In the animal kingdom there are many examples of homosexuality that completely dismantle the theories that associate these practices with a purely cognitive trait of human beings. In fact, in some species, homosexuality represents an evolutionary advantage.

Scientific studies and references

In 1995, zoologist Konrad Lorenz published a study in which he studied the behaviour of 1,500 animal species. He observed that 450 of these exhibited sexual intercourse, courtship, emotional bonds, partnership and even child-rearing behaviour between homosexual individuals. From primates to intestinal parasites.

A decade later, a study conducted by Dr. Nathan Bailey at the University of California, published in Trends in Ecology & Evolution, confirmed that examples of sexual behaviour between same-sex individuals could be found in all species of the animal kingdom.

These behaviours were different for each species, but in most cases they were an advantageous, evolutionary mechanism. For example, in the case of dolphins, males use sex to bond  with other males and form alliances. In other species, such as fruit flies and insects in general, homosexuality occurs because of their inability to differentiate between sexes.

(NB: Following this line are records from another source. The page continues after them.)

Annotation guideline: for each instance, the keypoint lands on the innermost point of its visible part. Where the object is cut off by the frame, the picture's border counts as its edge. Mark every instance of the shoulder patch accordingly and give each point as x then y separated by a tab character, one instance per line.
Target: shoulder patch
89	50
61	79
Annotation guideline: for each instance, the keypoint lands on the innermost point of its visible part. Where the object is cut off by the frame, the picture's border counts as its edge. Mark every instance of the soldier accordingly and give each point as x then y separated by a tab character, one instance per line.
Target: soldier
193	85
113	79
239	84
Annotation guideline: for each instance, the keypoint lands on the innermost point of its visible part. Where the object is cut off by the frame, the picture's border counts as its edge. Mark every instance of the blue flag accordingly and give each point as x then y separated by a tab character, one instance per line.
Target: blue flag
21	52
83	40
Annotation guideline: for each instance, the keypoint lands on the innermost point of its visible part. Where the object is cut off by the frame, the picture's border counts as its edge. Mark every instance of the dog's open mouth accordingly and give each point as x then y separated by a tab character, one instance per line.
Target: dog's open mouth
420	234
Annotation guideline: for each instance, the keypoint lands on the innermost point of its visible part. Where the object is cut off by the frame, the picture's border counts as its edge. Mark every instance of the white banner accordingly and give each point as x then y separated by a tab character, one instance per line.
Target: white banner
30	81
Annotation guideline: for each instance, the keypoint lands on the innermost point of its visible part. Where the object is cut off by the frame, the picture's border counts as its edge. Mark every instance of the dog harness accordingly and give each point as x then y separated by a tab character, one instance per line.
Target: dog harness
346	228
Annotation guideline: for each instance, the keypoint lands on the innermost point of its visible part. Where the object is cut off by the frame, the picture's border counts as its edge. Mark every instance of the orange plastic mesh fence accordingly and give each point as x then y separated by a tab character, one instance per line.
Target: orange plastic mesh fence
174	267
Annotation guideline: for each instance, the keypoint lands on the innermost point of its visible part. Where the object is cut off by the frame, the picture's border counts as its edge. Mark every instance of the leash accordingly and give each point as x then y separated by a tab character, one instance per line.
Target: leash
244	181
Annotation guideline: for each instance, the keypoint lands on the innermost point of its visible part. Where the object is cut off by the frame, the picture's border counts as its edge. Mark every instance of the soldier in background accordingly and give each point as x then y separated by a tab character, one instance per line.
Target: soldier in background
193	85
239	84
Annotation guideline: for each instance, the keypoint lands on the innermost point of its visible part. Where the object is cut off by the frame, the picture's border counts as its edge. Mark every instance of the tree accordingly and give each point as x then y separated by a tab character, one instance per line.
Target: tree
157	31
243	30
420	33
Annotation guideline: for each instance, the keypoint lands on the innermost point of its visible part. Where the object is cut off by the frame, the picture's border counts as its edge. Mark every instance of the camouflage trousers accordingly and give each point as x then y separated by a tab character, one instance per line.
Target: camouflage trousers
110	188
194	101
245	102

Giraffe Ithala KZN South Africa by Luca Galuzzi | [CC BY-SA 2.5]
Giraffe Ithala KZN South Africa by Luca Galuzzi | [CC BY-SA 2.5]

Gay geese and evolutionary theory

Geese are monogamous animals. They spend their lives with a single mate and only look for another if the first one dies. In Canada, according to some sources, up to 30% of these mates are homosexual.

The biologist Kurt Kotrschal, following on from the studies of Konrad Lorenz, has devoted many years to studying these animals. His research supports the idea that homosexuality is useful for the species. In 1963, Lorenz stated that male mates are more likely to occupy a higher level within geese colonies. This allows them to fertilise solitary females, while continuing with their same sex partners. This is one of the theories that reports the evolutionary advantage of homosexuality, but it is not the only one.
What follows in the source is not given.